Some months, things are nip-and-tuck...after all, this is low-power TV...but they seem to be happy with the way the station is progressing. We are doing local news, our cameras are all over the region, and sales are supporting what we are doing.

One other thing, as my wife's health has improved we became open to do ministry again. As it turned out, there was a church in this county that was in need of an assistant pastor to aid an aging senior pastor with his church. We took the challenge, and have found the combination of work and Ministry to be rewarding on many fronts. The conflicts of time have been minimal, but workable.

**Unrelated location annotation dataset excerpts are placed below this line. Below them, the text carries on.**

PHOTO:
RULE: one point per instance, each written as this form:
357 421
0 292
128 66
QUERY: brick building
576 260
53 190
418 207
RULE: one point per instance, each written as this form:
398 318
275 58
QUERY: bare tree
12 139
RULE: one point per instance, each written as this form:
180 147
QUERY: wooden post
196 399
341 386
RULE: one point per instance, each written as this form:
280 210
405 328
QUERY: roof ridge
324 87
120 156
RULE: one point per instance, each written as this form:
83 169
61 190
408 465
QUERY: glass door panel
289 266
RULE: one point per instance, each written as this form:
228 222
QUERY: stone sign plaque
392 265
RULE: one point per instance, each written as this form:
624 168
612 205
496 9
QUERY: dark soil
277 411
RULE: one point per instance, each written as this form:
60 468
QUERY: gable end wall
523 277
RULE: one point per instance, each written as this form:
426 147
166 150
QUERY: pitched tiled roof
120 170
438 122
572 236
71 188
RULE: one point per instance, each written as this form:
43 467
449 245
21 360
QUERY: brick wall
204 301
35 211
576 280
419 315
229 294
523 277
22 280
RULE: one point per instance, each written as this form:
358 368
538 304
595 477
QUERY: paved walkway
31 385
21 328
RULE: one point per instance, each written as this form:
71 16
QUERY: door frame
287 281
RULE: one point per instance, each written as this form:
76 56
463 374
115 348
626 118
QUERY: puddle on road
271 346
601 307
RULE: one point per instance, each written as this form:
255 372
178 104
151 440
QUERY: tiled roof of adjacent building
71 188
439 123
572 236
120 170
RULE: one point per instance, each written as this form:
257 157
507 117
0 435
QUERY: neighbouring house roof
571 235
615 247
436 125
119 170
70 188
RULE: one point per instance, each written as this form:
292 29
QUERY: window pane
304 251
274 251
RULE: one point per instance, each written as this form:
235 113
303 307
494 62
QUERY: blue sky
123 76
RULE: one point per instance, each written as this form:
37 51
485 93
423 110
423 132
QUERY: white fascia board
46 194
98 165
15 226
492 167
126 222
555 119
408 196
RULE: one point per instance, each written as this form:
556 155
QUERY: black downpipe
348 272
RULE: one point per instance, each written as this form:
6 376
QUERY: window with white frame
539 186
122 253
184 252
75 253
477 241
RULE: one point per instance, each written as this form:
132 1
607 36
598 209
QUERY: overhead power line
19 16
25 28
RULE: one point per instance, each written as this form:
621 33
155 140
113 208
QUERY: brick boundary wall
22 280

I do not know how long we can hold down both corners of the tent, but for now, it works.

Later....
Matt Smith
 
I am working PT at a station here on Long Island, I have been looking into the private sector for a job to bring in money, However most private sector employers WONT TOUCH a radio guy/gal, because we are looked upon as job jumpers and wont stay at one job too long, so instead of going through the hiring process again, they simply wont hire you. Im in the biz 20 years and have been FT most of it, this past year the asswipe GM at my old station killed me,and here I sit.
Tough times ???

CRAP THUNDER
 
What an interesting idea for a thread... I put in 23 years as a major market talent, PD, and GM. When I got bounced from my last position last fall, I had no desire to get back in. But I found it incredibly hard to convince anyone that I could do anything other than radio.

I happened to be doing some side-consulting while I looked for my great post-radio career, and came across a group of investors who liked me (for reasons still unclear). They offered me a job running a small manufacturing plant of theirs, and I absolutely love it. The fact that I met them was a combination of perseverence and luck, but the point is, I'm so much happier in "the real world", and finally... FINALLY... I can listen to the radio just because I want to, not because I have to.

The jobs are out there... keep looking, and good luck!
 
Having spent 30 years on the air, my best advice is, "Marry for money...or at least for health benefits."

It is tough: radio announcing doesn't provide you with a set of skills that easily transfer into anything else. During my years in radio I always did something else when I wasn't on the air, and I have been able to make a living doing other types of media production from video to websites, but I'm self-employed and that means no benefits.

I will actually get $450 a month from AFTRA in another ten years, which - should I live that long - will make me one of the relatively small percentage of on-air people who evers gets a retirement benefit from it, however small the benefit. It is sad to see the continuing parade of long-time radio people who kicked out the door and have little or no prospect for a future job now that half the stations in any given market are owned by one company (and the other half by another company).

Sadly, radio announcing can no longer be counted on as a career. I would say that after a certain age (35 maybe) that you resist the temptation to do do just one more radio gig because, we know that one too will end and then you'll just be that much older and trying to make the transition to something else. If you have to fall back on radio again, try to get a morning gig, which leaves you time to explore other options.